Joseph DuBose, MD, FACS

Dr. DuBose believes that a team-based approach to resuscitation is a key to successful REBOA utilization. “I think we get far better results when everyone on the team knows what the device is, knows its potential and also understands its limitations.”

Identifying patients who will not likely benefit from REBOA is important, and Dr. DuBose believes the AORTA data and other recent studies are beginning to yield useful parameters.

“I think the data is showing that some patients are clearly so far down the decompensation ‘rabbit hole’ that they will not be able to be salvaged,” said Dr. DuBose, who is also primary investigator of the AORTA study.

“However, excluding those patients will improve our ability to look at the successes with REBOA,” he said. “We’re going to have improved understanding of not just the who, but the when, and to some degree the how we utilize REBOA.”

Dr. DuBose said that novel uses of REBOA could reduce the risks associated with the procedure. “There are now some new approaches such as partial REBOA and intermittent REBOA — along with a number of new devices and technologies that are not yet to market — that have the potential to mitigate the risk of reperfusion injury and balance the benefits of REBOA versus its risks.”

Defining optimal patient selection

Dr.

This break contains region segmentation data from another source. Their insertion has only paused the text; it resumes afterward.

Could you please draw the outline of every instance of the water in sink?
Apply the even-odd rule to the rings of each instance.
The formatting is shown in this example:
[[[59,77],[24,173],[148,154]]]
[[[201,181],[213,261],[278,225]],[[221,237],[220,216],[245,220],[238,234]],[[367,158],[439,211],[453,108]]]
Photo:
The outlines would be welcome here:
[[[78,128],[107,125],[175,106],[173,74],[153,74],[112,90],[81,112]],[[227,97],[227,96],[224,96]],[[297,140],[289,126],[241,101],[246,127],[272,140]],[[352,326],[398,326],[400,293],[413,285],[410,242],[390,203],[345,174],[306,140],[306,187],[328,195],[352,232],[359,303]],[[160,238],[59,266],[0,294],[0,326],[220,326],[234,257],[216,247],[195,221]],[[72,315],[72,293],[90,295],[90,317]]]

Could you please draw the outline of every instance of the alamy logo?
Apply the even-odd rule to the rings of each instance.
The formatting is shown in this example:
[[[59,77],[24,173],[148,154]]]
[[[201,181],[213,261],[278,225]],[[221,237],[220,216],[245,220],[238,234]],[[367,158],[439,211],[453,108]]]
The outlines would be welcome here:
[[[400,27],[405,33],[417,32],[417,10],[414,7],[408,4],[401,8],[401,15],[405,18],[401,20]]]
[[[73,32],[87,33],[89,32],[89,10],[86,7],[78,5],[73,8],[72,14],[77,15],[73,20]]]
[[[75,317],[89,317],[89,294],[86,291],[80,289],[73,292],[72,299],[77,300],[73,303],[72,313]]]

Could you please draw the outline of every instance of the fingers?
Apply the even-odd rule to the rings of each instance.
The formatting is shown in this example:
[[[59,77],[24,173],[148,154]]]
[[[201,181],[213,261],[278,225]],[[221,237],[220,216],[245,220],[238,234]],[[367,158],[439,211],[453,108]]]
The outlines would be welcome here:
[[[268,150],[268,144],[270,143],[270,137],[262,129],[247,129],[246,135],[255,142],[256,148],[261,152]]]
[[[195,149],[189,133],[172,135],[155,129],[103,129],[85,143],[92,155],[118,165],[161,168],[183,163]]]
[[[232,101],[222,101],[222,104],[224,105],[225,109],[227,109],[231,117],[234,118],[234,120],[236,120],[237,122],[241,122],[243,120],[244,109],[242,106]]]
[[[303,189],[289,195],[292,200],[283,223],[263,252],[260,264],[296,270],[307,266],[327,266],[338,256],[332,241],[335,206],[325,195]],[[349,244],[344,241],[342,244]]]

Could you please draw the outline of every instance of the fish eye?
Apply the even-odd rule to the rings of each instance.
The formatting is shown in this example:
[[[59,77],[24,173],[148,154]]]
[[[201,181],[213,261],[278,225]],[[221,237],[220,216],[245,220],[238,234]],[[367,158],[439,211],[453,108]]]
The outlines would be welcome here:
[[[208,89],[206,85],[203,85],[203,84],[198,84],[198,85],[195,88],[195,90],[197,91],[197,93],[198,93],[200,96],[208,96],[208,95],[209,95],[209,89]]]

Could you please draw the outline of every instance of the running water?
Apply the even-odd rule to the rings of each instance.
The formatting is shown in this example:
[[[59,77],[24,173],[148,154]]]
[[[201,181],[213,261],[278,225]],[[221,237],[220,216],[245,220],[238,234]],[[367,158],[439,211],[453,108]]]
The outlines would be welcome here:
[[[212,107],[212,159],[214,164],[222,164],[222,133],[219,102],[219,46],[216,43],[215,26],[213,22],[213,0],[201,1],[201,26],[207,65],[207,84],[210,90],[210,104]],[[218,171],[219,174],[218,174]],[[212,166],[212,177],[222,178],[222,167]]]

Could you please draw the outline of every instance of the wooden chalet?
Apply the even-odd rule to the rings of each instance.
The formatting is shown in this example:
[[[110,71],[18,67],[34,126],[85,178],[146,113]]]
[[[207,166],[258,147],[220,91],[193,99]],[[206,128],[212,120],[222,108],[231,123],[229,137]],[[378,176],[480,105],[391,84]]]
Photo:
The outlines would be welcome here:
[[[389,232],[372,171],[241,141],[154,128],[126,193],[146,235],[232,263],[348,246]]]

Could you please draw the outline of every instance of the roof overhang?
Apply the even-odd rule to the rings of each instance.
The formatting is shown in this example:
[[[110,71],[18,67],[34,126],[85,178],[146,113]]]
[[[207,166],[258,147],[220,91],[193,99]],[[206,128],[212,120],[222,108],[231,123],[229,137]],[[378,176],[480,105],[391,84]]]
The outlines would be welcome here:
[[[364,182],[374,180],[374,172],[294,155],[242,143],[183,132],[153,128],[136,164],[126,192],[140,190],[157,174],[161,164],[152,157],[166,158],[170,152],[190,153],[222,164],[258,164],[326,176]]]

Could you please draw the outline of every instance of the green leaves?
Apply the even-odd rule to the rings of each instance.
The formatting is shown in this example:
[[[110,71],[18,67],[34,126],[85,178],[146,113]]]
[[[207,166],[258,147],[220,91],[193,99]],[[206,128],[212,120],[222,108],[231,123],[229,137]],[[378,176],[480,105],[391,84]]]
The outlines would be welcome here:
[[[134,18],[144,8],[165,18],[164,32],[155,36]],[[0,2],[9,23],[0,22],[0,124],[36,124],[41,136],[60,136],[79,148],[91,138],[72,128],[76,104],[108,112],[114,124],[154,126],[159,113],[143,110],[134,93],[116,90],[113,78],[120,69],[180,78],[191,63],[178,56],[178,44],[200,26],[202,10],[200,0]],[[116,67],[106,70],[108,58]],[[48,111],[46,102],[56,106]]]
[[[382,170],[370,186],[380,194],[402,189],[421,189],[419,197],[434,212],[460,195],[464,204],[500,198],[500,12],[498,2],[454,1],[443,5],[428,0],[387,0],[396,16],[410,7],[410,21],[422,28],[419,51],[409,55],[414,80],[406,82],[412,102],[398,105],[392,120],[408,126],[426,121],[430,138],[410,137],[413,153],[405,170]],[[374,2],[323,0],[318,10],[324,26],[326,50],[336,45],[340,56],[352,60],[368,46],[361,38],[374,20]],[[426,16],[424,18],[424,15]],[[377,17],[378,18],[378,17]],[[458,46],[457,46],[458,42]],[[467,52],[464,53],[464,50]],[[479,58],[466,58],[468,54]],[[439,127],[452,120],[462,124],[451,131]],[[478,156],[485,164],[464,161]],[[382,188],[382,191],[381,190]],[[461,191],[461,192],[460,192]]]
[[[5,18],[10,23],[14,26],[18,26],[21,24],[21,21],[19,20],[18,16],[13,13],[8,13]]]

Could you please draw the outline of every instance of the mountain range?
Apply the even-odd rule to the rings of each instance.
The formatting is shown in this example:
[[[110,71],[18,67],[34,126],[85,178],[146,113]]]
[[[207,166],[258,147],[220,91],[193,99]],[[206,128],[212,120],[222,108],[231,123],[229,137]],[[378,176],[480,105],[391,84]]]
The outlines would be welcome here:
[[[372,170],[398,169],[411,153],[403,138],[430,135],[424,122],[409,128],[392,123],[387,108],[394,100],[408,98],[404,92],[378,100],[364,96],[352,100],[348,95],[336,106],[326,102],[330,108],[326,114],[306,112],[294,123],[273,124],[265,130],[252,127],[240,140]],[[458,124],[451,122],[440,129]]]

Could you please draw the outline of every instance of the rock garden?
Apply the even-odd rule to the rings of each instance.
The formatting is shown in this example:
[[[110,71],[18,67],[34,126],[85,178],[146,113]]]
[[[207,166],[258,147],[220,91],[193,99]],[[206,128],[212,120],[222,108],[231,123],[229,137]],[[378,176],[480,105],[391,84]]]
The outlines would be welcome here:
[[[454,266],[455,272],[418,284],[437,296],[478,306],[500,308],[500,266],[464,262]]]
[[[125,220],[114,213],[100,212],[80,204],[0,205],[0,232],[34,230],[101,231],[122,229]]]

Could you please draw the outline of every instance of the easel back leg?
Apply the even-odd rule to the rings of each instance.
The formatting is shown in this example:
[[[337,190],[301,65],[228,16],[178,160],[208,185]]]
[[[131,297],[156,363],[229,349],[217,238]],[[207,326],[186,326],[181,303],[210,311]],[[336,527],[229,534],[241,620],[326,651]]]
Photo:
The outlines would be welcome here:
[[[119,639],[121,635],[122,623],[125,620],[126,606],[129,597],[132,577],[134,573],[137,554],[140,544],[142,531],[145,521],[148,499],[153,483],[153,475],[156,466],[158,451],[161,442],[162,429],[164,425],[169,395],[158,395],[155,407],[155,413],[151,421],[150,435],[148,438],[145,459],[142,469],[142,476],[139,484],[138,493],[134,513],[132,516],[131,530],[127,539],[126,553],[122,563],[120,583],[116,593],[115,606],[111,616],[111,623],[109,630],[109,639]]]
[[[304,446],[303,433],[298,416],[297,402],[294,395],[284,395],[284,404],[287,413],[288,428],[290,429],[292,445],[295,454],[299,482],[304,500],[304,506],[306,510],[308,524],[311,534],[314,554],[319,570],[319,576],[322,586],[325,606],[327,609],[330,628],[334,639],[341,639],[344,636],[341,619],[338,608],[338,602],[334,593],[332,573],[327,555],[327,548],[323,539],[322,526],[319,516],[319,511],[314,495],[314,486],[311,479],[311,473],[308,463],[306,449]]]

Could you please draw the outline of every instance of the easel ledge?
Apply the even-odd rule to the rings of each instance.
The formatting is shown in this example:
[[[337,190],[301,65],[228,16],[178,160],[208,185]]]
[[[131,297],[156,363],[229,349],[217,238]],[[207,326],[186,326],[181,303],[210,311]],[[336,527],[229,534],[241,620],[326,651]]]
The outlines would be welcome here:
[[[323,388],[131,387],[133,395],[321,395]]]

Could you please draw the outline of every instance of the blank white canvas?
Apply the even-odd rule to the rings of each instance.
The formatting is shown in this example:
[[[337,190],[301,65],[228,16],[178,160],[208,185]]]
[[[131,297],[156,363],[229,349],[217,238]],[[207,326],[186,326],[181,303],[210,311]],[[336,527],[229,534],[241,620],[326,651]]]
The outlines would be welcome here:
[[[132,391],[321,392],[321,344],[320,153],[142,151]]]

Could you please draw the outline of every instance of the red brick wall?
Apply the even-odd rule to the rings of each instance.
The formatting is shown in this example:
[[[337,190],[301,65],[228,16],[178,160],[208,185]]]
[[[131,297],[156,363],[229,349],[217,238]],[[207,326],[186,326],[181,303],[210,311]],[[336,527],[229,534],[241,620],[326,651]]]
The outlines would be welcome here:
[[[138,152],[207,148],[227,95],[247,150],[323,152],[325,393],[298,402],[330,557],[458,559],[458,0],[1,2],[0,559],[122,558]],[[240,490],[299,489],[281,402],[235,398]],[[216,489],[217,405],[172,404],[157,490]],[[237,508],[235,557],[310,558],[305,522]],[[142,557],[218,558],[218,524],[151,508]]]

DuBose believes that going forward, REBOA research needs to define optimal patient selection and optimal practice with the device itself. The key is to continue collaborative efforts to gather data on the utilization of endovascular tools in trauma.

“We are still very early in the story of REBOA for trauma care, and I think we are learning a lot at a very rapid pace,” Dr. DuBose said. “There are a lot of voices that are trying to come together to define optimal patient selection, and all those voices have an important role to play.”